Get expert advice and insights on managing your data quality, delivered straight to your inbox every week.
How good is your data?
At a time when major advances in machine learning (ML), artificial intelligence (AI), and internet of things (IoT) are being promoted in the industry, many manufacturers continue to struggle to incorporate advanced analytics into their business processes. Critical to the success of any data analytics initiative is having clean data. The data must be accurately labeled, free of duplicate records, and blended to generate the correct results. These are key to becoming a truly data-driven enterprise.
Adding to the challenge are the rapidly increasing volumes and variety of the types of data coming from business applications, sensors, third-party sources and e-commerce transactions. Together, these have contributed to creating bad data. To compensate, data analysts and data scientists must cleanse the data before incorporating it into their analytics dashboards and models, which is a time-consuming and expensive process. Most industry estimates show that, on average, it costs $10 per record to clean up the bad data and $100 if you do nothing. Moreover, the ramifications of doing nothing will continue to grow. Business users waste time dealing with bad data, data scientists spend an excessive amount of time cleaning up the data, and IT must invest in developing processes to keep various systems that are not integrated.
A classic use case
Take, for example, a manufacturing company that wants to create a quality dashboard as an integral part of their continuous improvement initiatives. An important first step is to consider the quantity of data needed to get a complete and accurate view of the critical quality metrics (data points) the company has at its disposal. Most companies create and collect large quantities of process data but typically use them for tracking purposes only. To get a complete and accurate picture of the “quality health” of the company, the analytics dashboard needs to include scrap data, warranty claim data, inbound inspection data, rework data, and that from other sources.
The simple answer to the question of where the data for a quality dashboard is to be obtained is the enterprise resource planning (ERP) system. Unfortunately, this is not even close to being correct in most cases. Much of the detail data from the shop floor is not captured in the ERP system or even stored in the enterprise data warehouse (EDW). The problem is that this data is processed and stored in multiple, fragmented systems.

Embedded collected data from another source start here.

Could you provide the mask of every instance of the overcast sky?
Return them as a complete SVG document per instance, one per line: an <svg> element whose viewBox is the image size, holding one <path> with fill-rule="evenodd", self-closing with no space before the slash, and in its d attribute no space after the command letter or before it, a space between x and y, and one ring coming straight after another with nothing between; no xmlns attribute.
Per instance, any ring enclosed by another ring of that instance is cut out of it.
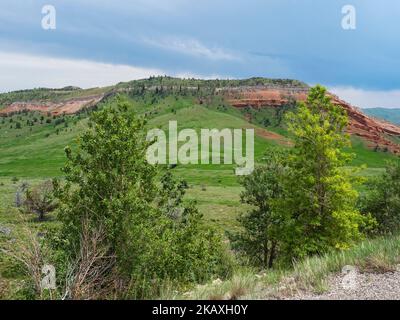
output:
<svg viewBox="0 0 400 320"><path fill-rule="evenodd" d="M41 25L48 4L55 30ZM355 30L342 28L346 4ZM400 107L399 17L395 0L1 0L0 91L263 76Z"/></svg>

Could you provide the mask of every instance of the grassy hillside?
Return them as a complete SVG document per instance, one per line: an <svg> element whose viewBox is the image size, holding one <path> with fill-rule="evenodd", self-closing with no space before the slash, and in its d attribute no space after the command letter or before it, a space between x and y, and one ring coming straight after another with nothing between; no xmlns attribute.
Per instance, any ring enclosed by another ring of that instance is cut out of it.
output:
<svg viewBox="0 0 400 320"><path fill-rule="evenodd" d="M148 128L160 127L167 131L168 122L176 120L179 129L193 128L254 128L255 158L261 161L269 146L286 147L287 132L278 122L275 111L237 110L221 106L220 101L200 105L193 97L147 95L130 97L132 112L148 118ZM248 115L253 114L250 118ZM250 121L250 122L249 122ZM64 147L74 143L74 138L87 127L87 115L53 117L39 113L23 112L0 118L0 176L5 177L53 177L61 174L64 163ZM274 132L277 135L271 135ZM222 152L223 150L221 150ZM379 168L389 153L369 150L363 142L354 137L354 164L367 164ZM215 172L214 179L203 177L204 171ZM178 166L177 171L197 184L236 185L233 165ZM196 171L202 172L197 174Z"/></svg>

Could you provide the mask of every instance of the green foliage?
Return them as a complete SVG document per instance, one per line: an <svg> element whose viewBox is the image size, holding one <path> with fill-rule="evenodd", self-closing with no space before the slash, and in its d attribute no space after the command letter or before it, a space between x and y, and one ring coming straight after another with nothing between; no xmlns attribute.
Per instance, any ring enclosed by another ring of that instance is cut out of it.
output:
<svg viewBox="0 0 400 320"><path fill-rule="evenodd" d="M348 123L343 108L331 103L326 89L310 90L298 112L287 115L295 147L288 158L284 196L276 210L287 216L285 250L289 258L348 248L362 238L370 218L356 209L357 191L343 169L352 156L344 133Z"/></svg>
<svg viewBox="0 0 400 320"><path fill-rule="evenodd" d="M273 212L271 200L282 196L285 158L286 152L272 149L266 155L266 165L255 168L241 180L241 200L253 209L239 216L242 231L230 237L233 248L261 268L271 268L279 255L282 221Z"/></svg>
<svg viewBox="0 0 400 320"><path fill-rule="evenodd" d="M385 172L366 184L361 211L378 222L377 232L395 233L400 227L400 161L388 162Z"/></svg>
<svg viewBox="0 0 400 320"><path fill-rule="evenodd" d="M184 183L146 161L142 119L117 105L92 114L90 130L72 152L66 148L66 182L55 182L61 207L63 248L79 251L84 227L105 231L129 294L146 296L163 281L200 282L230 272L221 238L202 223L193 204L182 202Z"/></svg>

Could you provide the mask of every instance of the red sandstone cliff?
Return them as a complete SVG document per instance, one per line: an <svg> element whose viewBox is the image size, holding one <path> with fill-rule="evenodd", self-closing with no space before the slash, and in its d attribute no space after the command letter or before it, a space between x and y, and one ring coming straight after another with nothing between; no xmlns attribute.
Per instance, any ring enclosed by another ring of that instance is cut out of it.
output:
<svg viewBox="0 0 400 320"><path fill-rule="evenodd" d="M256 108L280 107L290 100L304 101L307 98L307 88L277 88L277 87L247 87L221 88L217 90L231 105L237 108L252 106ZM378 146L393 153L400 153L400 146L390 140L390 137L400 136L400 127L383 120L366 116L362 111L339 97L330 94L333 103L342 106L349 116L350 124L347 131L362 137L370 147Z"/></svg>

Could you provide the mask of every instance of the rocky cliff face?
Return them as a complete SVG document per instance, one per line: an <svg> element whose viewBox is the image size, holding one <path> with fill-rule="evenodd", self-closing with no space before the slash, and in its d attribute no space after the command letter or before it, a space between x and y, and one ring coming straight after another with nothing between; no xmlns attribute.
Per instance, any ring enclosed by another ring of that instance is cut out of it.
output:
<svg viewBox="0 0 400 320"><path fill-rule="evenodd" d="M243 87L221 88L218 95L224 96L227 101L237 108L247 106L255 108L279 108L291 101L304 101L307 98L308 88L298 87ZM333 103L343 107L349 116L347 131L368 142L371 148L388 150L395 154L400 153L400 146L391 140L391 137L400 136L400 127L389 122L378 120L365 115L360 109L330 94Z"/></svg>

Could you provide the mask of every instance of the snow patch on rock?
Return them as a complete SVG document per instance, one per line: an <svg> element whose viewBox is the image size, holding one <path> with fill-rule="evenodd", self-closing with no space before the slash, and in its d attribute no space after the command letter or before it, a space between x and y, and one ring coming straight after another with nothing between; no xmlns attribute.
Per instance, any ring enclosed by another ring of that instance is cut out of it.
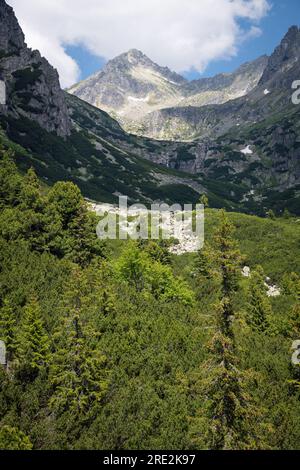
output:
<svg viewBox="0 0 300 470"><path fill-rule="evenodd" d="M243 153L244 155L252 155L253 151L251 150L250 145L247 145L246 148L241 150L241 153Z"/></svg>
<svg viewBox="0 0 300 470"><path fill-rule="evenodd" d="M145 98L136 98L135 96L128 96L127 99L128 101L147 103L147 101L149 101L149 96L146 96Z"/></svg>

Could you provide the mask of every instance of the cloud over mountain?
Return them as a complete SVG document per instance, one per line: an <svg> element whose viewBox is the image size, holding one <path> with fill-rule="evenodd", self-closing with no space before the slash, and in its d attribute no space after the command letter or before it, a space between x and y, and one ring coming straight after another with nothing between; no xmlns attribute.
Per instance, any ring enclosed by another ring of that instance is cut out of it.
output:
<svg viewBox="0 0 300 470"><path fill-rule="evenodd" d="M65 51L83 45L111 59L138 48L177 72L200 72L234 56L241 40L260 33L268 0L8 0L30 47L57 67L62 86L80 70ZM247 27L242 28L239 20ZM246 21L245 21L246 20Z"/></svg>

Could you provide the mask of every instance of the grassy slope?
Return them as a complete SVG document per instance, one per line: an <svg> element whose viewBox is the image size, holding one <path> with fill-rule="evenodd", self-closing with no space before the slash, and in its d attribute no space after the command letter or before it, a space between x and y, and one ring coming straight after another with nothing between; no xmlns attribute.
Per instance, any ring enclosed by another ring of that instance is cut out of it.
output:
<svg viewBox="0 0 300 470"><path fill-rule="evenodd" d="M281 281L284 274L300 274L300 221L296 218L274 220L264 219L235 212L228 216L235 225L235 238L245 256L245 265L254 268L260 264L271 281ZM205 212L205 239L212 242L213 234L220 221L220 211L208 209ZM111 254L117 258L124 241L109 242ZM177 275L187 279L193 270L195 253L172 256Z"/></svg>
<svg viewBox="0 0 300 470"><path fill-rule="evenodd" d="M245 264L261 264L272 281L280 281L285 273L300 273L300 221L298 219L263 219L245 214L229 213L236 227L235 237L245 255ZM220 212L207 210L206 240L211 241L218 225ZM174 257L176 271L189 271L195 255Z"/></svg>
<svg viewBox="0 0 300 470"><path fill-rule="evenodd" d="M167 169L115 147L106 139L92 138L87 132L73 132L63 139L45 132L26 119L2 118L5 133L0 141L16 153L18 166L26 170L34 166L39 177L54 183L71 180L86 197L103 202L117 202L117 193L128 195L131 201L153 199L196 202L199 194L184 185L188 175L169 173ZM95 147L94 142L99 144ZM180 178L182 184L160 185L153 174Z"/></svg>
<svg viewBox="0 0 300 470"><path fill-rule="evenodd" d="M78 99L72 117L77 131L63 140L28 119L0 116L0 142L13 149L21 170L33 166L47 184L73 181L96 201L117 203L121 193L130 202L145 204L198 202L200 189L195 188L201 186L197 176L157 165L132 151L146 148L155 152L159 143L125 134L106 113L81 105ZM226 197L222 185L220 189L208 186L214 207L240 209Z"/></svg>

With so many data points, companies need to take a repeatable, proactive approach to data accuracy and related issues in order to build trust in the information that leads to increased adoption. Production, quality control, and demand planning are among the many functions that manufacturers can enhance through improved data quality. Having trusted and complete data improves visibility into manufacturing processes and thereby reduces or eliminates engineering flaws, manufacturing overruns and underruns, product defects, and other problems related to quality.
In this scenario, the opportunity is to invest in a system and the skill sets that will allow them to quickly and easily prep, blend, and cleanse their existing process data with the data in their ERP and EDW systems, which in turn can be analyzed more easily in spotting patterns and drawing actionable insights from the information.
The Naveego Complete Data Accuracy Platform
Having clean data is at the core of every manufacturing company’s continuous-improvement programs. A crucial step to maintaining data quality over time is investing in the right technology.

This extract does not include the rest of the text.